I sat down on the edge of a little group, and was addressed in English by a chap who called himself Danny. Danny was a bone-thin Londoner, all nose and chin, with a small bent body and red wrinkled hands. He was twenty-two, an unemployed docker from Bermondsey, undernourished and frail; when he moved, his limbs seemed to flap and flutter like wallpaper on an abandoned house.

“Ere we are then, eh?’ he kept saying with a kind of sneezing giggle. Over and over again. Peering at me, then at the great mountain landscape, and clasping his bony knees with his hands. ‘Said I’d never make it – the lads. The old woman too. What they call this then? I got ‘ere, didn’t I?’

He’d clench up his tiny hands and look round him with a trembling squint. A shaking hiss came out of his thin sad mouth. ‘We’re ‘ere then, ain’t we?… Eh, Doug? Eh?’ He turned to a man squatting beside him. ‘An’ ‘ere’s another one, eh?’ he said, pointing a finger at me. ‘They’re coming over in bleedin’ droves.’

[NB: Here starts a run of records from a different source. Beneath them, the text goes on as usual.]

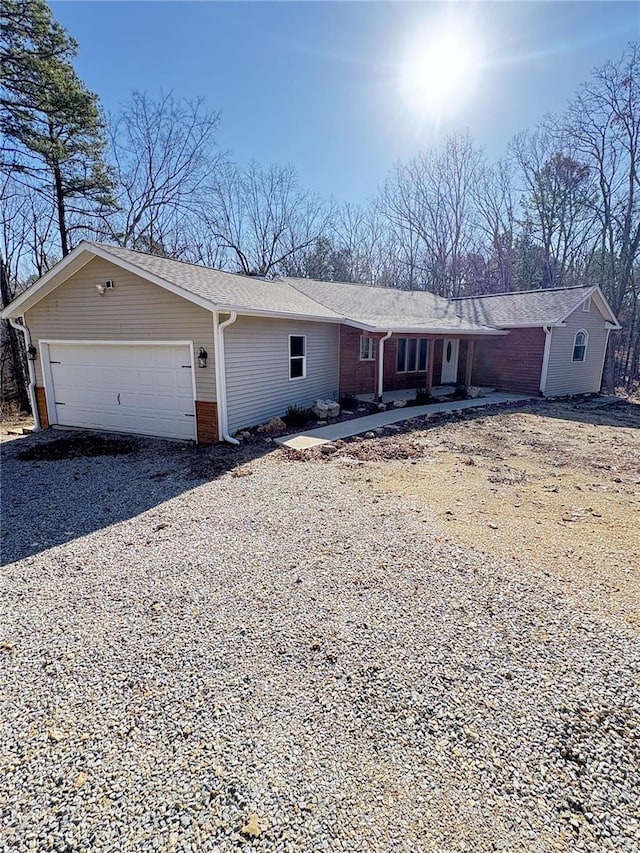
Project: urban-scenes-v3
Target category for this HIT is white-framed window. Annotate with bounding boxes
[571,329,589,361]
[396,338,429,373]
[360,335,377,361]
[289,335,307,379]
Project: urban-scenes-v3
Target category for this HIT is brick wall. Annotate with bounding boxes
[340,326,382,394]
[196,400,218,444]
[471,328,544,394]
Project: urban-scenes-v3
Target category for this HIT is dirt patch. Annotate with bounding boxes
[0,402,33,442]
[289,399,640,627]
[372,406,640,626]
[18,434,138,462]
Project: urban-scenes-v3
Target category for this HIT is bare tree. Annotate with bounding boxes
[510,126,595,287]
[208,163,331,276]
[561,43,640,388]
[471,159,516,292]
[380,132,483,296]
[105,92,224,257]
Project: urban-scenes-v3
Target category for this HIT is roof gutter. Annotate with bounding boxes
[8,315,40,432]
[540,326,553,397]
[213,311,240,444]
[378,332,393,403]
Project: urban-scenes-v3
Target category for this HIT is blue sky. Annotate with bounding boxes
[50,0,640,202]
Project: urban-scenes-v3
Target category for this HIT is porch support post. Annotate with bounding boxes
[464,340,475,388]
[378,332,392,403]
[427,338,436,391]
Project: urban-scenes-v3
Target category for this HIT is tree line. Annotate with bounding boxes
[0,0,640,406]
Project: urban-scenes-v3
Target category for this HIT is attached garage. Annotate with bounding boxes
[40,341,196,441]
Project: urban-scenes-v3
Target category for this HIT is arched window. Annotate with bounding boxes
[571,329,589,361]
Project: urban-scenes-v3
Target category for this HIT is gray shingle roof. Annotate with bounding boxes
[453,287,593,327]
[94,241,504,334]
[285,278,500,333]
[90,243,341,320]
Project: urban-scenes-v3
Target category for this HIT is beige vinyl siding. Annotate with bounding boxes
[224,317,338,433]
[25,258,216,402]
[544,300,607,397]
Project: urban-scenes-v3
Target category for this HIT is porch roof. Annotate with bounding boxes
[283,278,505,335]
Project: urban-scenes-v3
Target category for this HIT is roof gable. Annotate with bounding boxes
[454,285,618,328]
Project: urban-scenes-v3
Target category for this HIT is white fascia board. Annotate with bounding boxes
[498,320,567,329]
[212,305,345,323]
[342,320,509,337]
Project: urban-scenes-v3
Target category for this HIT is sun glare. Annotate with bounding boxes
[399,27,481,119]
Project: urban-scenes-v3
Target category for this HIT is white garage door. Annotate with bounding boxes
[47,343,196,439]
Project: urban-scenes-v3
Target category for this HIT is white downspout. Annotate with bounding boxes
[9,317,40,432]
[540,326,551,397]
[213,311,240,444]
[378,332,392,403]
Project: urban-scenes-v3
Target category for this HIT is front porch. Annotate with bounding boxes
[355,385,495,404]
[340,326,478,402]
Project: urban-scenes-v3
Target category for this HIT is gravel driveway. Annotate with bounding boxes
[0,437,640,853]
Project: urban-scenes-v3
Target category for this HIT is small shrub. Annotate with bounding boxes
[338,394,358,412]
[282,406,313,428]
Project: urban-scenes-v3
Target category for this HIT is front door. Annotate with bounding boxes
[440,338,460,385]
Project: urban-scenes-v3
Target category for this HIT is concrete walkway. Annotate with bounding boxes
[275,392,534,450]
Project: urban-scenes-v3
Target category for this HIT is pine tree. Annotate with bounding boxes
[0,0,113,255]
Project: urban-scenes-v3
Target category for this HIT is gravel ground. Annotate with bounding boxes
[0,436,640,853]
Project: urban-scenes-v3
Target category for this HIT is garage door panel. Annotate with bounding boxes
[49,344,195,439]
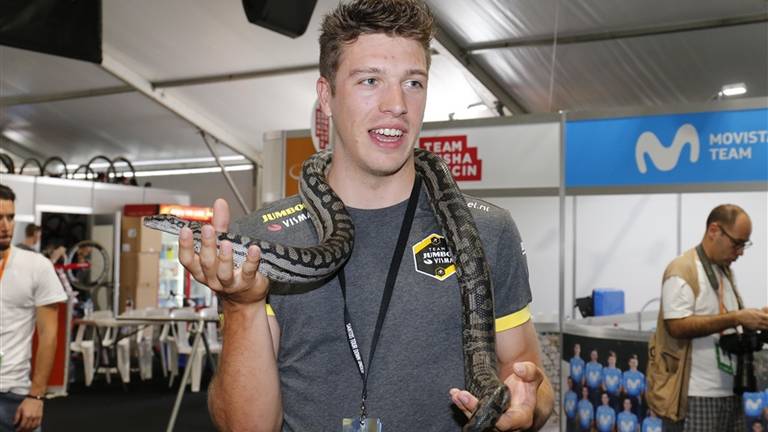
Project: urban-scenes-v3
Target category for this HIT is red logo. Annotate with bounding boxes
[419,135,483,181]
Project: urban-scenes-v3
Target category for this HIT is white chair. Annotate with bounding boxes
[136,308,170,380]
[69,310,113,387]
[160,308,199,388]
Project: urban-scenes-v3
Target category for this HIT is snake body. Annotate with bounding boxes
[144,149,510,432]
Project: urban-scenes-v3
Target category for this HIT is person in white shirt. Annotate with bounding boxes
[649,204,768,431]
[0,185,67,432]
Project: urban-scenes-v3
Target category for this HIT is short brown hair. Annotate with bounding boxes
[0,184,16,201]
[707,204,747,227]
[24,224,40,237]
[320,0,434,92]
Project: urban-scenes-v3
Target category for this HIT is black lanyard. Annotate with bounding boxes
[339,175,421,421]
[696,244,744,309]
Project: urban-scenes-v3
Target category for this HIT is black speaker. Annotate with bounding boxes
[0,0,101,63]
[243,0,317,38]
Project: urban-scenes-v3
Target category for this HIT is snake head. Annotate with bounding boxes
[463,383,510,432]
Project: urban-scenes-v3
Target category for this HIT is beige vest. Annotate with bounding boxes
[645,248,742,421]
[645,249,699,421]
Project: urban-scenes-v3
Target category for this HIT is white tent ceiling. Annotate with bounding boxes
[0,0,768,172]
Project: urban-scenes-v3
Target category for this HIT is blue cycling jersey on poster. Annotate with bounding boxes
[576,399,595,429]
[640,417,662,432]
[741,392,768,418]
[603,367,621,396]
[586,362,603,390]
[563,390,579,419]
[570,357,584,385]
[595,405,616,432]
[616,411,638,432]
[621,370,645,397]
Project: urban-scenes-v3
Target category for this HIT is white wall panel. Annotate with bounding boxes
[0,174,35,216]
[35,177,93,208]
[487,197,567,322]
[421,123,560,191]
[144,188,194,205]
[93,183,144,213]
[566,194,677,312]
[144,171,254,219]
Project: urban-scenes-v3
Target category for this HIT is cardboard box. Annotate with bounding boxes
[118,285,159,313]
[120,252,160,291]
[120,216,163,253]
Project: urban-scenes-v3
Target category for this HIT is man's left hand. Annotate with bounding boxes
[13,398,43,432]
[450,362,544,431]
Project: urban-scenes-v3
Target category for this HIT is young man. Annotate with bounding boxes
[584,349,603,406]
[16,224,42,252]
[621,354,645,418]
[616,398,640,432]
[0,185,67,431]
[646,204,768,431]
[640,410,662,432]
[576,386,595,431]
[595,392,616,432]
[602,351,621,411]
[563,377,579,432]
[179,0,553,431]
[568,344,584,392]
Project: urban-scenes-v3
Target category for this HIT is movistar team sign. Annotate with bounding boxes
[565,109,768,187]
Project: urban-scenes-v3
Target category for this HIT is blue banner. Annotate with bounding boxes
[565,109,768,187]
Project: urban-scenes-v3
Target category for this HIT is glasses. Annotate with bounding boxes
[717,225,752,250]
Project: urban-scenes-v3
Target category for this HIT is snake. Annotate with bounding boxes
[144,148,511,432]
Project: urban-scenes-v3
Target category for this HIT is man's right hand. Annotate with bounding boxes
[179,199,269,308]
[739,307,768,330]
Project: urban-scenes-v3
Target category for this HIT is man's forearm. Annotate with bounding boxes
[664,311,740,339]
[531,371,555,430]
[208,302,282,431]
[29,328,57,396]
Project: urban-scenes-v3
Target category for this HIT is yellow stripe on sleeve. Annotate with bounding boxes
[496,305,531,332]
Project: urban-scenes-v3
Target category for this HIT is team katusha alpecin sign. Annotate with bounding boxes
[419,135,483,181]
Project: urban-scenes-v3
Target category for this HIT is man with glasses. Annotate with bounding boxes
[646,204,768,431]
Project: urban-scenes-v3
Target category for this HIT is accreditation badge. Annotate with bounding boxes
[341,417,384,432]
[715,341,736,375]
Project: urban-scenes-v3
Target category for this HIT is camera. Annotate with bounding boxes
[720,330,768,395]
[720,330,768,355]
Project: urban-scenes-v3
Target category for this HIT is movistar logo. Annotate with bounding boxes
[635,123,700,174]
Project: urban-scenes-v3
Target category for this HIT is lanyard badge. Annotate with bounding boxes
[339,175,421,432]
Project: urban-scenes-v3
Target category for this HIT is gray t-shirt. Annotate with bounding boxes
[233,189,531,432]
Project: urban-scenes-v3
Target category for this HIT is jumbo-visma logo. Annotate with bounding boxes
[635,123,701,174]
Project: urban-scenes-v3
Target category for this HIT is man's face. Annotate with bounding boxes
[0,199,16,251]
[317,34,427,177]
[708,213,752,265]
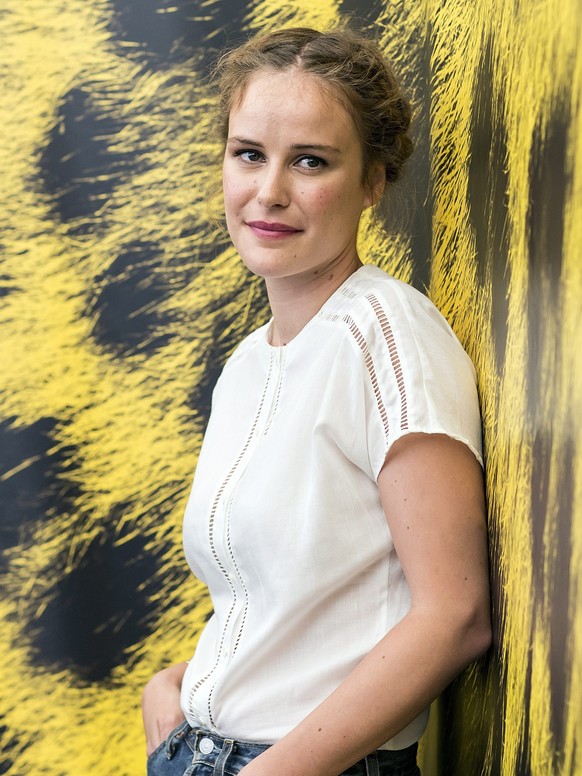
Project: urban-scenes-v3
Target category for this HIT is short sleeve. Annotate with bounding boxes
[351,278,483,479]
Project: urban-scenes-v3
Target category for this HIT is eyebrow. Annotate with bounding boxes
[227,137,341,154]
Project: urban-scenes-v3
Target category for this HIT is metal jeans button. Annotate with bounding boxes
[198,738,214,754]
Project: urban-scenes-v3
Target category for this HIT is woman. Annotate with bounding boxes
[143,28,490,776]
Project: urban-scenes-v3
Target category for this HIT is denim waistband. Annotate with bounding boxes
[148,722,420,776]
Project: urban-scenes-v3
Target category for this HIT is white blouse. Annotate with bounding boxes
[182,266,481,749]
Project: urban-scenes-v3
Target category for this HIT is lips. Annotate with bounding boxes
[246,221,302,240]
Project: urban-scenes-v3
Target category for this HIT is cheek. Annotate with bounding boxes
[222,175,247,213]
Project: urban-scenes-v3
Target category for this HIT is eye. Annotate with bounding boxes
[233,148,263,164]
[295,154,327,170]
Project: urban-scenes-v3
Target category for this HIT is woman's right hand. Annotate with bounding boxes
[141,663,188,756]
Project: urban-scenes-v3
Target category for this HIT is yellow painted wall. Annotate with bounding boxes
[0,0,582,776]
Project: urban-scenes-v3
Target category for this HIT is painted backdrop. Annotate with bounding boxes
[0,0,582,776]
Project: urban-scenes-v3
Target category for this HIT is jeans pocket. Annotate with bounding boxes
[147,720,189,763]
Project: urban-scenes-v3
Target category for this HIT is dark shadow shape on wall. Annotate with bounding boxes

The Scot looked at me bleakly, as though he doubted I’d be much of a reinforcement. They’d been at the barracks a week, they said, and both showed a mixture of bravado and bewilderment, though the Scot also seemed to have a profane contempt for most of the others around him.

‘Look at this bugga’,’ he said, jerking a finger at Danny. “E dunno a gun fra’ a stick a’ rock. If we canna’ do better’n tha’, Guid ‘elp us.’

Danny stiffened and gave him a shrivelled look.

‘But we’re ’ere then, ennit?’ he said.

It was true – and we were. Danny pointed out the others gathered in the courtyard, sitting and standing in their little groups, some playing cards, or just whistling, or staring into the distance, some fast asleep with the daylight exhaustion of waiting. Everybody was here, said Danny: Dutch, Germans and Poles. Exiles from Paris, a sprinkling of thugs on the run from Marseilles, a few Welshmen from the valleys, some Durham miners, Catalans, Canadians, Americans, Czechs, and half a dozen pale and speechless Russians.